В Базеле Анимаиду Васильевну ждал большой сюрприз.
В купе вошел, очевидно, заблудившийся в поезде рослый пожилой господин. Он сперва отступил было, увидев одиноко путешествующую даму, но -- по второму взгляду -- радостно воскликнул по-русски:
-- Анимаида Васильевна! Вас ли я вижу? Какими судьбами?
Господин был Реньяк {См. "Девятидесятники".}. Его белые щеки, его белые глаза, его хриповатый и слегка в нос дворянский баритон, его грузное, барски мешковатое, непринужденное, упитанное и благовоспитанное тело, упрятанное в дорожный тирольский костюм на манер охотничьего: икры в серых чулках, отвороты куртки зеленые, на войлочной мягкой шляпе сзади два рябеньких пера.
-- Это, скорее, мне надо вас спросить, Владимир Павлович,-- улыбнулась ему Чернь-Озерова.-- Я известная цыганка, всегда кочую, а вот вы-то -- москвич и домосед -- откуда взялись в Швейцарии?
Расплывчато-крупичатое, сытое, солидное, барское лицо Реньяка стало как-то сразу и мрачным, и довольным.

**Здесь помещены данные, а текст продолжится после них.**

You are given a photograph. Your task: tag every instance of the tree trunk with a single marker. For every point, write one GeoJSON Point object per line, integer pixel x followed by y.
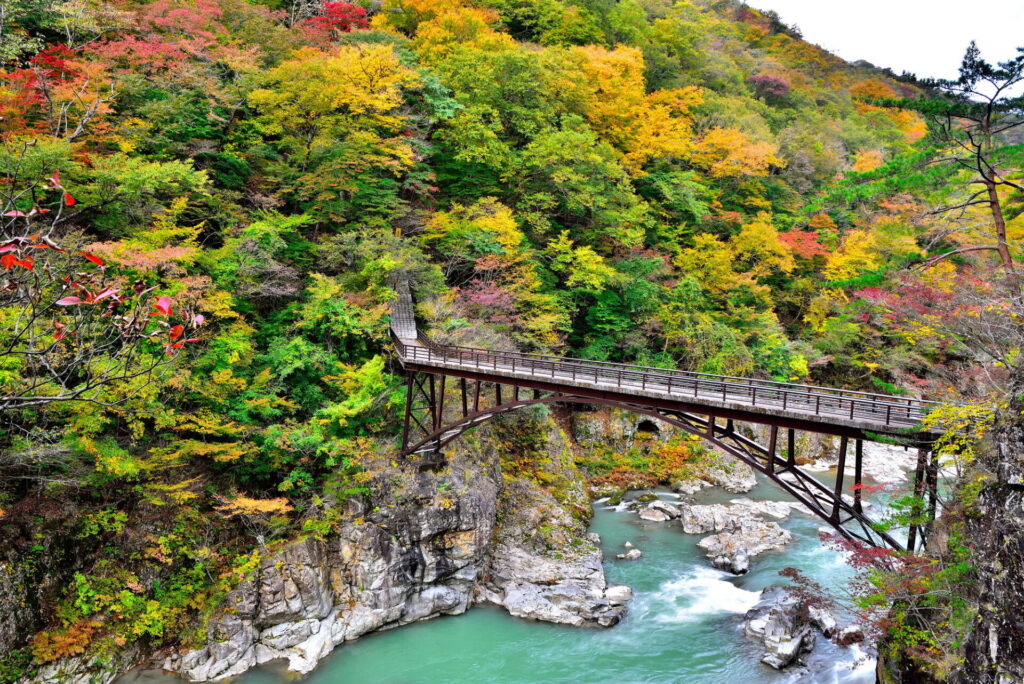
{"type": "Point", "coordinates": [1000, 227]}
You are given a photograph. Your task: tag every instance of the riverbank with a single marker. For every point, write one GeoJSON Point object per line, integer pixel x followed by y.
{"type": "Point", "coordinates": [684, 624]}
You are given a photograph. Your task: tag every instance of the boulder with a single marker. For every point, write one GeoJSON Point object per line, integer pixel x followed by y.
{"type": "Point", "coordinates": [776, 623]}
{"type": "Point", "coordinates": [731, 550]}
{"type": "Point", "coordinates": [654, 515]}
{"type": "Point", "coordinates": [619, 595]}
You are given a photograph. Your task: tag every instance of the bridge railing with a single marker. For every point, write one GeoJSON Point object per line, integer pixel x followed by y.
{"type": "Point", "coordinates": [823, 401]}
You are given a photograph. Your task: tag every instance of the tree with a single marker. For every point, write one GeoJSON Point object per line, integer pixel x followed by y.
{"type": "Point", "coordinates": [973, 125]}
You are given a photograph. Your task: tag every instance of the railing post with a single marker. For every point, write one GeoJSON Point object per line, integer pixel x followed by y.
{"type": "Point", "coordinates": [858, 455]}
{"type": "Point", "coordinates": [840, 471]}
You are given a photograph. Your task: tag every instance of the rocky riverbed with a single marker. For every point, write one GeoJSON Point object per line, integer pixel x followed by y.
{"type": "Point", "coordinates": [435, 541]}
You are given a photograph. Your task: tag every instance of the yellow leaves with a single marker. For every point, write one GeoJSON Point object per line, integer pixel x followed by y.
{"type": "Point", "coordinates": [750, 255]}
{"type": "Point", "coordinates": [586, 268]}
{"type": "Point", "coordinates": [484, 230]}
{"type": "Point", "coordinates": [408, 14]}
{"type": "Point", "coordinates": [872, 89]}
{"type": "Point", "coordinates": [316, 97]}
{"type": "Point", "coordinates": [941, 276]}
{"type": "Point", "coordinates": [463, 27]}
{"type": "Point", "coordinates": [867, 161]}
{"type": "Point", "coordinates": [162, 494]}
{"type": "Point", "coordinates": [246, 506]}
{"type": "Point", "coordinates": [856, 255]}
{"type": "Point", "coordinates": [217, 304]}
{"type": "Point", "coordinates": [727, 153]}
{"type": "Point", "coordinates": [963, 427]}
{"type": "Point", "coordinates": [641, 126]}
{"type": "Point", "coordinates": [758, 245]}
{"type": "Point", "coordinates": [219, 452]}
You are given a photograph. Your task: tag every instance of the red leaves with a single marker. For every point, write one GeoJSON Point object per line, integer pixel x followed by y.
{"type": "Point", "coordinates": [804, 244]}
{"type": "Point", "coordinates": [163, 307]}
{"type": "Point", "coordinates": [89, 298]}
{"type": "Point", "coordinates": [93, 258]}
{"type": "Point", "coordinates": [338, 17]}
{"type": "Point", "coordinates": [9, 260]}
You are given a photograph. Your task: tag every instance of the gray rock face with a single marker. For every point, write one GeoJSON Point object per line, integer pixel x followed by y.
{"type": "Point", "coordinates": [700, 519]}
{"type": "Point", "coordinates": [569, 592]}
{"type": "Point", "coordinates": [654, 515]}
{"type": "Point", "coordinates": [731, 475]}
{"type": "Point", "coordinates": [775, 623]}
{"type": "Point", "coordinates": [401, 564]}
{"type": "Point", "coordinates": [407, 559]}
{"type": "Point", "coordinates": [731, 550]}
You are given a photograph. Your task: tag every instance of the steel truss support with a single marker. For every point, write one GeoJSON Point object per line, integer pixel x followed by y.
{"type": "Point", "coordinates": [844, 512]}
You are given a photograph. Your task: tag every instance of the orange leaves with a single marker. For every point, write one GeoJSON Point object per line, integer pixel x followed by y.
{"type": "Point", "coordinates": [68, 641]}
{"type": "Point", "coordinates": [10, 260]}
{"type": "Point", "coordinates": [247, 506]}
{"type": "Point", "coordinates": [727, 153]}
{"type": "Point", "coordinates": [642, 126]}
{"type": "Point", "coordinates": [867, 161]}
{"type": "Point", "coordinates": [93, 258]}
{"type": "Point", "coordinates": [162, 307]}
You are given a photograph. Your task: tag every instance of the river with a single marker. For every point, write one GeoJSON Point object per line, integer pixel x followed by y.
{"type": "Point", "coordinates": [684, 624]}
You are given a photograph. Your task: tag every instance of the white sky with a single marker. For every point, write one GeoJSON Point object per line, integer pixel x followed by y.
{"type": "Point", "coordinates": [925, 37]}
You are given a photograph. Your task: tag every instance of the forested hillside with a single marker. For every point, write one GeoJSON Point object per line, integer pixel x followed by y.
{"type": "Point", "coordinates": [206, 205]}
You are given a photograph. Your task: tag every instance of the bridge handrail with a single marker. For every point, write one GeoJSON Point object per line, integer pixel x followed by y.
{"type": "Point", "coordinates": [896, 411]}
{"type": "Point", "coordinates": [795, 396]}
{"type": "Point", "coordinates": [678, 373]}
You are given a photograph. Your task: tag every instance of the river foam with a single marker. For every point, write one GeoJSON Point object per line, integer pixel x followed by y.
{"type": "Point", "coordinates": [699, 592]}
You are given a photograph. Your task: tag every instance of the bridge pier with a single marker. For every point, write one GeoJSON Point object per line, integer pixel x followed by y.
{"type": "Point", "coordinates": [682, 399]}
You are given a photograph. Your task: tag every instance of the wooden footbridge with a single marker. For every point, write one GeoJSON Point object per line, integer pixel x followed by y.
{"type": "Point", "coordinates": [452, 389]}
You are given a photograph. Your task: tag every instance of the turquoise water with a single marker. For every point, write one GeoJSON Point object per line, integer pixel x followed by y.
{"type": "Point", "coordinates": [684, 625]}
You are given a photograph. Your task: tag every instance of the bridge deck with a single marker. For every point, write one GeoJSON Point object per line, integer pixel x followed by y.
{"type": "Point", "coordinates": [824, 405]}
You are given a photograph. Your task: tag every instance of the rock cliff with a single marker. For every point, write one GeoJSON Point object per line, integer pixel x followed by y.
{"type": "Point", "coordinates": [428, 548]}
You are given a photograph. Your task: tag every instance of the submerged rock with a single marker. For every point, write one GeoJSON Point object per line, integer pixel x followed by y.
{"type": "Point", "coordinates": [776, 622]}
{"type": "Point", "coordinates": [654, 515]}
{"type": "Point", "coordinates": [729, 474]}
{"type": "Point", "coordinates": [732, 550]}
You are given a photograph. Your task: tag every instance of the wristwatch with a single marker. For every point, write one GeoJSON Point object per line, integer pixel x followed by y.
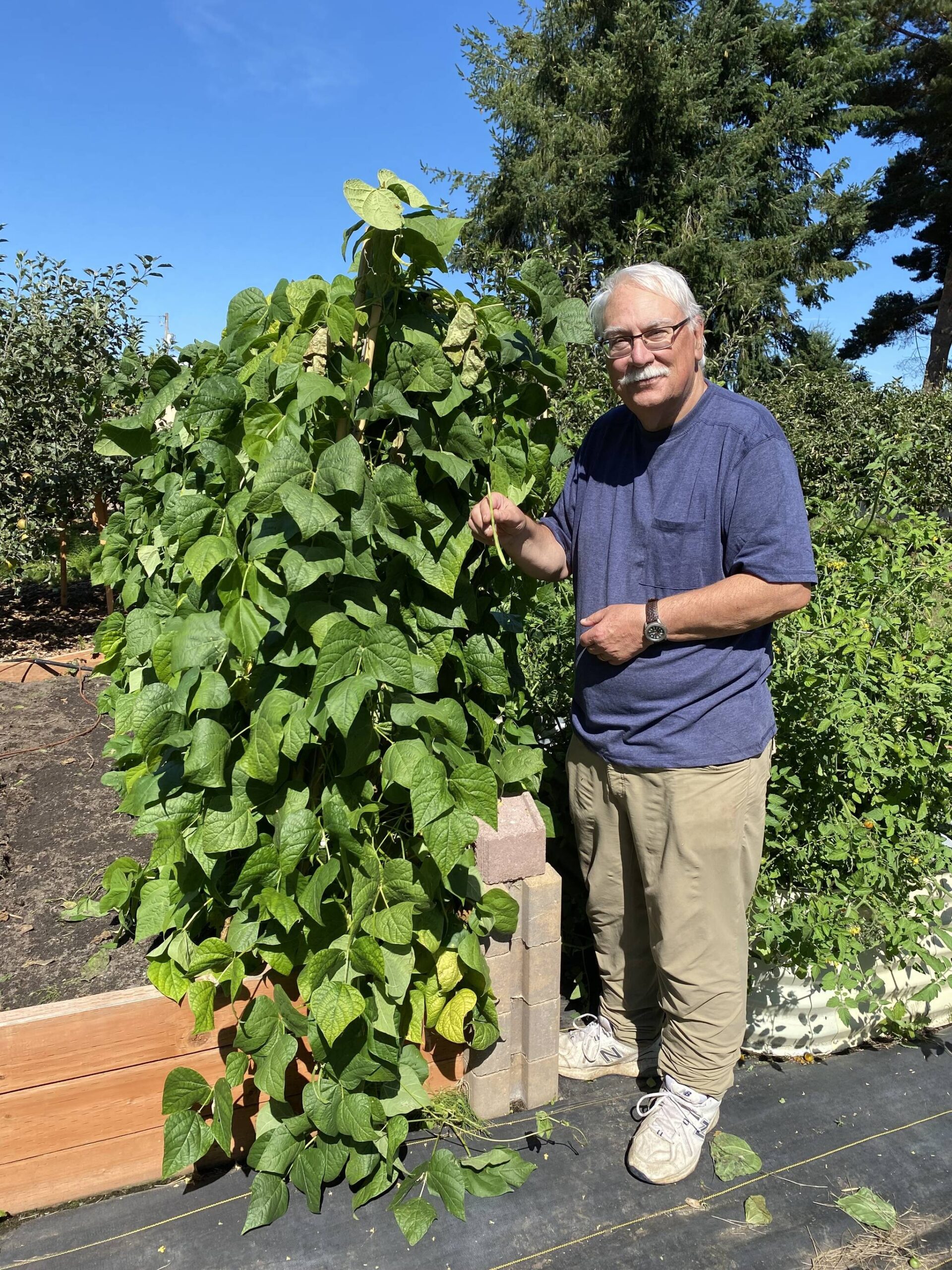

-- Да уж такие вот обстоятельства...-- пробормотал он, садясь по ее приглашению.-- Я вас не стесню?.. Мое купе, кажется, в этом же вагоне, но я, знаете, позабыл номер...
-- И, как водится, отворяете все двери, чтобы убедиться, не тут ли вы? Обычное русское приключение... Откуда и далеко ли?
Реньяк ехал во Франкфурт-на-Майне к известному профессору -- специалисту по легочным болезням с отчетом о состоянии здоровья Анны Васильевны, которая находилась в настоящее время в Давосе и очень поправилась. Так что франкфуртское светило, направившее ее в Давос, Реньяк надеется, быть может, разрешит ей перебраться на лето куда-нибудь повеселее.
-- А то мы на этой заоблачной вышке умираем от скуки...
-- Так Аня в Давосе?-- изумилась Анимаида Васильевна.-- Это превосходно... Давно пора.. Но вот не знала!.. Да, в Давосе, должно быть, тоска смертная, особенно в эту пору, когда легко больные начинают разъезжаться... Вы-то, как верный рыцарь Ани,-- пошутила она,-- ничего, перенесете... Но воображаю, как зевает Костя... шестьсот тысяч раз в минуту!
И остановилась, заметив, что Реньяк смотрит на нее странными глазами и густо краснеет в лице.
-- Вы, Анимаида Васильевна,-- произнес он принужденным голосом,-- очевидно, немного известий имели из России... Разве Алевтина Андреевна не писала вам?
-- Я получила только телеграммы и письмо об аресте Дины, по ним и спешу теперь в Россию...
-- Долгую же дорогу предстоит вам сделать,-- печально сказал Реньяк.-- Я три дня тому назад имел письмо от Алевтины Андреевны. Дину Николаевну отправили в...
Он назвал небольшой городок Вологодской губернии.
-- Могло быть хуже,-- прибавил он в утешение, смягчая печальную весть.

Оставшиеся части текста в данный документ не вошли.